So when I got to the Outback Steakhouse in Aurora, to meet with Hugh Hewitt and the rest of the Rocky Mountain Alliance, the first question they asked was whether or not we'd be able to toast the death of Yasser Arafat. No, I said, but I did get to tell the joke about Arafat dying on a Jewish holiday.
Soon. Not yet, but not long.
Of course, Arafat never bothered to groom a successor, and given his Stalinesque tendencies, that's probably just as well for the successors. The problem now is the problem common to all thugocracies: when the head thug dies, the new leader is the
one who settles all family business the fastest. So long as he doesn't go to the meeting in Gaza, on al-Tessio's territory, where he'll be safe.
Everything you hear is rumor," said Gazi Hanania, deputy speaker of the legislature. "President Arafat is sleeping."
Sure, and so is the parrot. When Arafat actually does pass on, die, move along, cease to be, become an ex-Arafat, what passes for Palestinian leadership is going to have to staple his feet to a forklift and parade him around until things settle down.
Right now, everyone's predicting a bloodbath, and I suppose that's the way to bet. There are half a dozen factions who've been sharpening their knives, waiting for this moment, and there's a tremendous first-mover competitive advantage to be had here.
Still, there's some hope this thing could be settled more quickly than we think. Moving quickly, and intelligently, and not too quickly, takes organization, which is one thing that Hamas has in increasingly short supply. Most of it has been sandblasted off of Gaza streets and sidewalks, and what's left has become the Terrorists that Dare Not Speak Their Names. So there's some reason to hope that the non-Islamist irredentist Arabs will take over, rather than the Islamists.
That's the good news. The bad news is that we've seen this film before. Everyone knew Chernenko was a placeholder, especially when the voting booth looked suspiciously like his hospital room. But Andropov was a different story. If all it takes is a tailored suit and some white wine to make some people forget that you've spent you're entire career destabilizing legitimate governments around the world, there should be lots of candidates for the job.
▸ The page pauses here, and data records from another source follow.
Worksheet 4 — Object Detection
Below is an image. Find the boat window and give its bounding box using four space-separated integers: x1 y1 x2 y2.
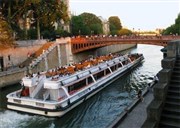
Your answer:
68 79 86 94
88 77 93 84
122 60 129 65
105 68 111 75
110 65 116 72
118 63 122 68
93 71 104 80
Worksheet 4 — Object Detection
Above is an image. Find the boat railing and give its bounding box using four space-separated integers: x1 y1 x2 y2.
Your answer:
30 76 45 98
43 90 50 101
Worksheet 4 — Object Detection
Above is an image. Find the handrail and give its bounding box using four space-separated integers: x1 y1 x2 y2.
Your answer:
30 76 45 98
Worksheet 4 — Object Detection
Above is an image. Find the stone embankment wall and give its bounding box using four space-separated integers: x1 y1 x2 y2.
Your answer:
0 38 136 87
73 44 137 63
143 40 180 128
0 40 46 68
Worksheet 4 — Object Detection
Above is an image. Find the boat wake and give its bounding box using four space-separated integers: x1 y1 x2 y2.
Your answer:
0 110 54 128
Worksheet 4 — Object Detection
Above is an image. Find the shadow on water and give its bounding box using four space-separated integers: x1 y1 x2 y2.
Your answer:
0 45 162 128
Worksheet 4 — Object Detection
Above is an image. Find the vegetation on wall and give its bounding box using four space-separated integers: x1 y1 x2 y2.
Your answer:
162 13 180 35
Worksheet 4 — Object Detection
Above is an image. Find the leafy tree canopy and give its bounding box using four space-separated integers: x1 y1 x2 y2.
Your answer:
0 15 14 47
79 12 103 34
108 16 122 31
119 28 132 35
162 13 180 35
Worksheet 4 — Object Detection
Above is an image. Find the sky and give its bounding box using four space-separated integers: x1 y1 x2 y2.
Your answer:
69 0 180 31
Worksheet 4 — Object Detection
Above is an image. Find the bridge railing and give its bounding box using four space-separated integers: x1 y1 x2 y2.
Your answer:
71 35 180 53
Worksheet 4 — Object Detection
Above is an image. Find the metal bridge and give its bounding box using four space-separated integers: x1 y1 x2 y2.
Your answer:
71 35 180 54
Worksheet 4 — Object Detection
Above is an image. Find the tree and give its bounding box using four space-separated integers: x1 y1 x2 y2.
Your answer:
80 13 103 35
162 13 180 35
118 28 132 36
0 15 14 47
108 16 122 35
71 16 88 36
1 0 69 39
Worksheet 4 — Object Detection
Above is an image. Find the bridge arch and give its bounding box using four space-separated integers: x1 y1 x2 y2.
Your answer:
71 36 180 54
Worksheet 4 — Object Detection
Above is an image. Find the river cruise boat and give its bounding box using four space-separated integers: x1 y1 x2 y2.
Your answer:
7 53 144 117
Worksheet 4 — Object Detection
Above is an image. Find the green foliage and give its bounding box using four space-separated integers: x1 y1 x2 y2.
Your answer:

A quick transition to someone who's Not Arafat could stall Israel's plans short of actual victory. Whoever comes out is bound to be an unknown quantity, and the calls for Israel to stop its "provocations" long enough to give the new guy a chance to actually prove his murderous intentions. The Europeans won't believe it, but they'll be speaking to enough people who will, even within Israel.
That wasn't the plan. The plan was for Israel to finish the fence, and tell the Palestinians to come back when they stopped killing each other long enough to come up for air.
Sharon has had defeat snatched from the jaws of victory so many times before. In Sinai. In Beirut. Semi-responsible Palestinians have been calling for Arafat to step aside for a while now. Wouldn't is be ironic if he had finally found a way to elude Sharon one last time?